We may conclude that of the four deterministic models, the quadratic model has the most variety. It also adheres to the rules of normality. As a result, we may conclude that it is the most appropriate fit for our Stocks Data set.We will now use the Quadratic model to forecast the stock market’s trend for the next five years.
data(Stock)
## Warning in data(Stock): data set 'Stock' not found
# Prediction for the next 5 years using Quadratic model
t = c(115,116,117,118,119)
t2= t^2
# In this step we will use two-step algorithm to predict the data
predict_data = data.frame(t,t2)
# Forecasting of the data
forecast_data = predict(Lmodel_2, predict_data, interval = "prediction")
# Here the interval argument displays the prediction interval printed in "forcasted_data
print(forecast_data)
## fit lwr upr
## 1 -1840647 -2001108 -1680185
## 2 -1873186 -2036488 -1709885
## 3 -1906011 -2072177 -1739844
## 4 -1939120 -2108176 -1770064
## 5 -1972515 -2144486 -1800544
# Plotting the prediction data
plot(Stock, ylim = c(0,120), ylab = "Standardized Residuals", main = "5 years forcasted data for ASX Stocks")
lines(ts(as.vector(forecast_data[,1]), start = 115), col="blue", type="l")
lines(ts(as.vector(forecast_data[,2]), start = 115), col="green", type="l")
lines(ts(as.vector(forecast_data[,3]), start = 115), col="green", type="l")
legend("topright", lty=1, pch=1, col=c("black","green","blue"), text.width = 38,
c("Data","Forecast limits(5%)", "Actual Forecasts"))

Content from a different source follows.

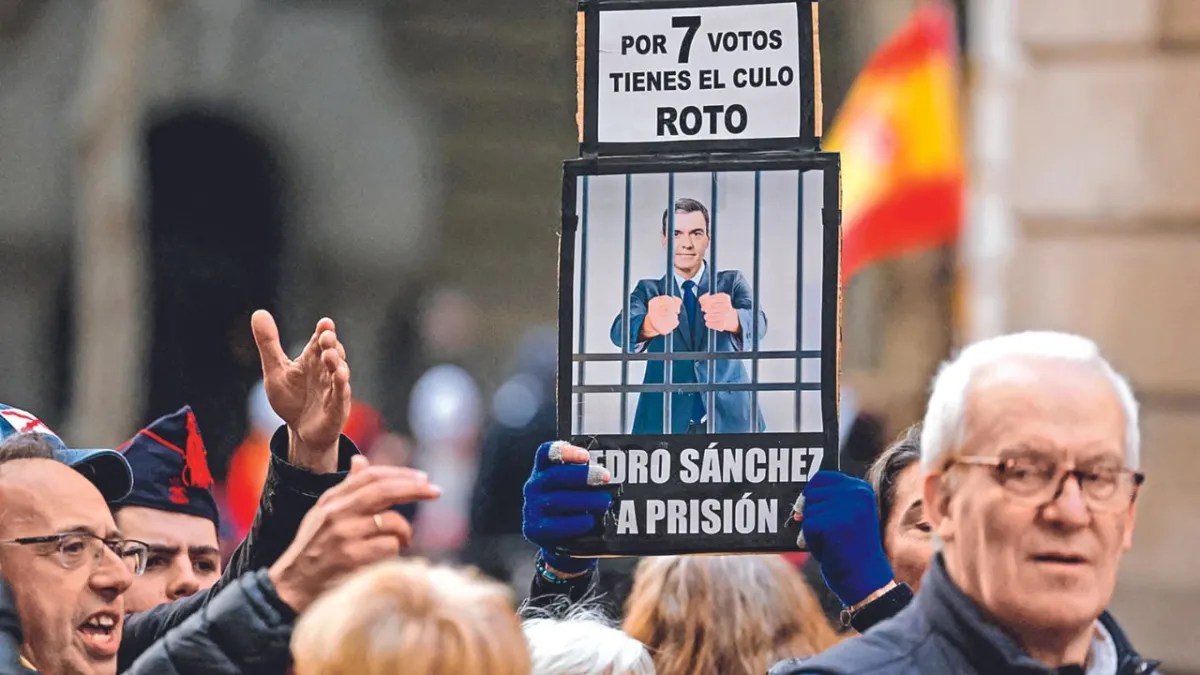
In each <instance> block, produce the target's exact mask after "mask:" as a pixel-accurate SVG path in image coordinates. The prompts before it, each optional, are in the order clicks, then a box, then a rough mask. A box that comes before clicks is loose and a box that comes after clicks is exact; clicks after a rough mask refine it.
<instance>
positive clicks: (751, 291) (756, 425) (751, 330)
mask: <svg viewBox="0 0 1200 675" xmlns="http://www.w3.org/2000/svg"><path fill="white" fill-rule="evenodd" d="M761 258H762V172H758V171H756V172H754V282H752V283H754V288H752V289H751V291H750V293H751V295H752V300H751V301H750V310H751V311H750V330H751V335H752V339H751V340H750V384H757V383H758V328H760V325H758V267H760V264H761V263H762V259H761ZM743 333H745V331H744V330H743ZM796 380H799V374H797V377H796ZM750 429H751V430H754V431H758V389H750Z"/></svg>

The data is first transformed to a time series and examined for 5 valid points, after which the data’s pearson correlation with its lags is computed.The ACF-PACF plot explains the series is seasonal nature while also it indicates that it is non-stationary.Assuming the series is deterministic, we try to fit linear, quadratic,and cosine regression models to it and examine the summary, followed by residual analysis for the four models.Following the research, it is obvious that the quadratic model provides the best fit and aids in the capture of the majority of data for prediction.The forecast for the next five years is calculated using a quadratic model. We may conclude from the deterministic trend modelling and residual analysis determines that the model has a weak deterministic trend and follows a stochastic trend.